The Nexus core has a BGP neighbor relationship with the edge router, to which it gets a default route to the IP of the edge router (with a static route to the firewall for that edge router IP). Our ISP connection is FINE, BGP does not drop nor do my IP SLA monitors experience any issues. The SLA monitor on the ASA to the internet also remains up - always. However, we experience problems where people cannot get to the internet. You cannot even ping out, so not a DNS issue. My access switch that goes through the core to get to the internet has failures for an IP SLA monitor pinging 8.8.8.8 as well. A trace route from my work station will show it getting to the core, then it dies (the ASA reports itself as a hop by the way).
With me so far? Great. No, I do not believe this is a physical cabling issue. Our voice traffic traverses the same port channel as data to the 3650 stack, and no phone issues (I personally made calls to prove this during the "outage"). People can also VPN from the OUTSIDE successfully, but cannot get to internal resources (but people internally can get to these same resources).

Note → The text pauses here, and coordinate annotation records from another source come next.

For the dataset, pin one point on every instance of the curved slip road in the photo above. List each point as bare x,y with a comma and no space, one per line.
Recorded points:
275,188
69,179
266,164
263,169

With me still? It's as if the inside interface of the firewall is not getting traffic or processing traffic. I have captures set up on the ASA, and they remain at 0 bytes. The captures are set to monitor ICMP and TCP traffic to a specific site. I try to ping and open a telnet session on port 80 from my workstation when the issue occurs, and they fail with the captures being at 0 bytes. The captures do work, because when the issue does not exist they fill up.
So what the heck? My BGP relationships between the core and the edge router STAY UP. Default Cisco timers of 60 and 180, and the outage most definitely lasted 10 minutes (you can easily see this from utilization graphs by the way). So I was thinking an ARP issue - maybe the ARP entry on the Nexus for the firewall expires, and for some reason the firewall is not responding to an ARP request causing grief. I have not been able to verify this theory, but I already find it to be debunked because my BGP relationship stays up - and those keep alives go through the firewall. I now have an SLA monitor on the ASA to ping the core constantly, and an SLA monitor on the access switch to ping the inside interface of the firewall constantly.
This is not a bandwidth issue, and seemingly not a physical cabling issue. It is sporadic, and short lived. I have cleared interface counters everywhere and checked them again. No drops, no errors. No HSRP changes between the core switches that would cause weird issues. I'm at a loss here, I really have no idea what to even look for now. I wondered if something is using the same IP as the firewall causing ARP issues, but I don't think so as that VLAN doesn't even exist on the access layer. Plus, how could it be an ARP issue if my BGP neighbor does not go down?
The only thing I can think of doing is setting up a packet capture on the 3650 stack, to make sure the core is passing traffic. I don't know why my captures say 0 bytes, does that mean nothing is coming into the ASA on the inside interface at all? Is this Source Fire thing doing something? I see no events from my IP address, but there is a ton of traffic to New Relic being black listed. Not sure if that would trigger some sort of weird issue or what. Thoughts?
Edit: The phones work, like I said. So obviously this core routes traffic fine. From the charts, it's about a 4-5 minute decline to 0 bandwidth utilization the ASA, it's not abrupt. We do have logging for the ASA and I did not see anything interesting, but will be scanning them again.